Throughout the COVID-19 pandemic, the Union’s organizing committee met regularly on Zoom, as Marquis workers continued to try to convince their coworkers to meet with union organizers and sign up. Featured above are a handful of the organizing committee members meeting with Union organizers on January 4, 2021.

Marriott has been the most notorious anti-union major hotel company for much of its history. The company has waged a very sophisticated and expensive union avoidance strategy at the New York Marquis, its flagship hotel. In 1985, Marriott Marquis management interviewed many applicants for each of the 1,900 positions at the hotel, apparently screening out anyone the company believed would have potential union sympathies. In a city where all the major hotels were union, there were suspiciously few workers with union experience hired when the hotel opened. The hiring process included repeated interviews and polygraph tests, a practice that at the time was legal. Years after the drive was over, these suspicions were confirmed when the Union obtained a copy of a Marriott manager's handbook instructing managers to avoid hiring applicants from heavily unionized cities like New York, Chicago, and Seattle.

Another standard Marriott tactic was to maintain a huge turnover rate, making it hard for the Union to reach and maintain a majority of support. During the three-year campaign, which began in 1985 and ended in 1988, the Union had signed up over 1,000 workers, many of whom were lost to turnover before we ever reached a majority. The Union lost that campaign when Marriott announced that it was reneging on a card count agreement with the Union.

The cornerstone of Marriott’s union avoidance strategy was doing a masterful job hoodwinking the workers into believing that they enjoyed the same standards of wages and benefits as HTC members. The company did pay the Marquis workers a few pennies more in hourly wages, which they recouped by short changing the employees to the tune of thousands of dollars per employee per year in other union wage items like time and a quarter pay, holiday-in-lieu and sixth and seventh day overtime. Also, for many years a large minority of the staff were simply denied benefits, which added millions to Marriott’s profits. In 2020, the company decided they could save even more simply by subcontracting.

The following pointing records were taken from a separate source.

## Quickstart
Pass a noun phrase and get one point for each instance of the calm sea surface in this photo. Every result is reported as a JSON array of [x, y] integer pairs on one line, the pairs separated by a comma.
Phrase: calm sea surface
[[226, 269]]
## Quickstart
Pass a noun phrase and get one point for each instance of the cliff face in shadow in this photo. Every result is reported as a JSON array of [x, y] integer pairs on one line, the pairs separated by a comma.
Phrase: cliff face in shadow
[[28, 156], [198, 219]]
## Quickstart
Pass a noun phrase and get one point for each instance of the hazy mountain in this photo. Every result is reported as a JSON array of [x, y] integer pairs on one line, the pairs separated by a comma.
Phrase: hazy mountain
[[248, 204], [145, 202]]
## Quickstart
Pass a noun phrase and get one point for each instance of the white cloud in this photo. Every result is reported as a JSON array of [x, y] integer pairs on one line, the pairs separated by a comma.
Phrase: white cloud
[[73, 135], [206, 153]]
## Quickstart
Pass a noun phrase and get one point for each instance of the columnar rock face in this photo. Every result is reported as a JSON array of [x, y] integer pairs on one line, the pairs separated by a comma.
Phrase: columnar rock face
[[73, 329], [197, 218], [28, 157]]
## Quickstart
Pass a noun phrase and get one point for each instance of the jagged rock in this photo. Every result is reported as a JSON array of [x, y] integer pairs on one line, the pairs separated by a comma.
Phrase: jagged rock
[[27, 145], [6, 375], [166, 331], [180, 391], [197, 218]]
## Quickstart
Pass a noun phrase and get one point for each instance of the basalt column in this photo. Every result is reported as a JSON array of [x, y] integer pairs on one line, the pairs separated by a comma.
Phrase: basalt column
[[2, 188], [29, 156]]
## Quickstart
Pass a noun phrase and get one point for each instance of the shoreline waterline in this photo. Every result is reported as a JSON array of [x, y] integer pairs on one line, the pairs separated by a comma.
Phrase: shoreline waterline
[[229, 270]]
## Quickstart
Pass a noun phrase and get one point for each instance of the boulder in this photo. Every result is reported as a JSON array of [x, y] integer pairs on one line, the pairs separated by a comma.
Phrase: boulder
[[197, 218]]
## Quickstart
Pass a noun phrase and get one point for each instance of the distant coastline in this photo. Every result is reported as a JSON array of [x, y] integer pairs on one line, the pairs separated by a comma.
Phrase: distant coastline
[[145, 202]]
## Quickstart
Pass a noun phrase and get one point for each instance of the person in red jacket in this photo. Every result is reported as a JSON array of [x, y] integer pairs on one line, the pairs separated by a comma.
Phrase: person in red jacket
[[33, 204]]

Since the beginning, most Marquis workers clearly understood that their wages and benefits were entirely dependent on the contracts HTC negotiated for its members. Whenever our members got a raise, they got the same raise. They also had a much better medical plan than all other non-union Marriott workers (and for years, a better plan than even the managers in the Marquis) because of our Union. It was a shame that enough of them never understood that by joining our Union, they could have tremendously increased our bargaining power and that would have been in the mutual interest of those workers and all of the hotel workers in New York. For years, the Marquis workers relied on the company’s promise that it would “guarantee fair treatment”, instead of getting real rights and protections that only a union contract can provide. Of course, those same workers have now learned that they grossly underestimated the value of union job security.

Now the Union represents both the Marquis and the Marriott Downtown, which was organized on December 10th, and the Union intends to negotiate excellent contracts as soon as possible.

“Even though it took longer than we would have liked, we are delighted that the Marriott Marquis is now a union hotel and we warmly welcome the Marquis workers into our ranks,” commented HTC President Rich Maroko.

From left to right: Rank and File Organizer Lindita Bastriaga, Public Space Attendant Ana Roman, Housekeeper Irvinia Esprit, HTC Director of Organizing Julia Rybak, and Housekeeper Marie Jeanty.
From left to right: HTC Organizer Margarita Denton, Rank and File Organizer Amada Sosa, Housekeeper Patricia Elson, HTC Director of Organizing Julia Rybak, and Housekeeper Irvinia Esprit.
HTC’s Director of Organizing and Lead Organizer at the Marquis Julia Rybak explains to Marquis workers who came to the Union’s office how to fill out their cards for the Union.